Easy Money For College In Buying A Home Business
There are also a number of different items that can be the subject of considerable wrangling between you and the seller.
The first is the purchase price.
How much are you going to pay for the business? It's not any easier to settle on the price of a business than it is to settle on the price of a new car.
Presumably, the seller will have had the business appraised.
But the seller may not be realistic and may want a higher price.
You've got to negotiate, just like you do with an automobile salesperson.
Presumably, the seller's got a bottom line and so do you.
Part of the purchase price may be based on projections of what the business is expected to earn over the next year or a set number of years.
Again, make sure these projections are realistic for easy money for college.
Look at the method of payment.
How does the seller want to get paid for the sale? If the seller wants all of the purchase price in a lump sum and you have the cash on hand, you may be able to negotiate for an even lower purchase price than if you were to pay in installments.

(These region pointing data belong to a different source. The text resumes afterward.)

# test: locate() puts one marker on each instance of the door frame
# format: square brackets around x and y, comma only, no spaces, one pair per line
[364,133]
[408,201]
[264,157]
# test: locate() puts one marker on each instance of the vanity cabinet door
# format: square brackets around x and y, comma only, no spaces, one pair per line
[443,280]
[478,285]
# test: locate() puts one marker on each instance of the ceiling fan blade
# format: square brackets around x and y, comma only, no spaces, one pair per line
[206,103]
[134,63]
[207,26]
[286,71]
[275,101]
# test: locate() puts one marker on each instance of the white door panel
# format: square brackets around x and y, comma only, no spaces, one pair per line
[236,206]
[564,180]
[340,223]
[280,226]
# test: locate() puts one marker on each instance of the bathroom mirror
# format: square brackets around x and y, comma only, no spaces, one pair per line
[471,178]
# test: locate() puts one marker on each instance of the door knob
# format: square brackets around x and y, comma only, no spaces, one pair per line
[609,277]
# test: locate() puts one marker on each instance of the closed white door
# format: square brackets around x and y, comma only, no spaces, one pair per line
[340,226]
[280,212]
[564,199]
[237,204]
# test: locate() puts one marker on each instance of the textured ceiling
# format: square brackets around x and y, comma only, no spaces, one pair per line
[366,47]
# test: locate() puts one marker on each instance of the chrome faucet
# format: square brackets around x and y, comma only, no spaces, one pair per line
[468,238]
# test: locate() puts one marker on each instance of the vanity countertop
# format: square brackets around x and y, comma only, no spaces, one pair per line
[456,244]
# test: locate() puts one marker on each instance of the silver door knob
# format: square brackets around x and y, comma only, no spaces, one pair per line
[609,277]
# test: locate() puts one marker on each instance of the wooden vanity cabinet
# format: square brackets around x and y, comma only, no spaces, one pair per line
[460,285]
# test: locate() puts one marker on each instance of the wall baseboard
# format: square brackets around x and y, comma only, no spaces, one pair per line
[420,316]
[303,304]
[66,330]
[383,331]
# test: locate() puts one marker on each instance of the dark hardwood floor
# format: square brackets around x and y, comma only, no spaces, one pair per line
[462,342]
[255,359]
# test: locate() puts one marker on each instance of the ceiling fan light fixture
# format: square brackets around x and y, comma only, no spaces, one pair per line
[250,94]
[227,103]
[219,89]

If the seller's willing to accept payments over a period of time-an installment sale-then you must hammer out the details.
You have to agree on the number of installments.
You also have to set a reasonable interest rate.
Because the seller's financing the sale for you, the seller is acting like a bank and will be paid for the service.
If the seller is flexible-willing to take either a lump sum or installments-then you must decide which method is better for you.
Weigh the cost of coming up with the cash up front against the added cost of interest on installments.
Where you must borrow to get the lump sum, there may be no difference in cost between borrowing from a lender to make the lump sum versus paying interest to the seller on the installments.
However, the installment method may hold an advantage: If the business is profitable, you can use funds from the business to pay off the installments.
Also look at the type of the purchase.
If the business you're buying is incorporated, there are two ways to structure the purchase.
With the Wall Street method, you buy the seller's stock and own the corporation with all its assets and liabilities.
Or you can purchase the assets of the corporation, from filing cabinets and computers to leases.
You then run the business through a corporation you set up or as an unincorporated business.
If you're buying an unincorporated business for easy money for college, you're automatically buying the assets.
Sellers typically prefer stock purchases.
They are simpler to arrange.
A price is set for the stock and that's all.
The sellers are completely finished with their connection to the business.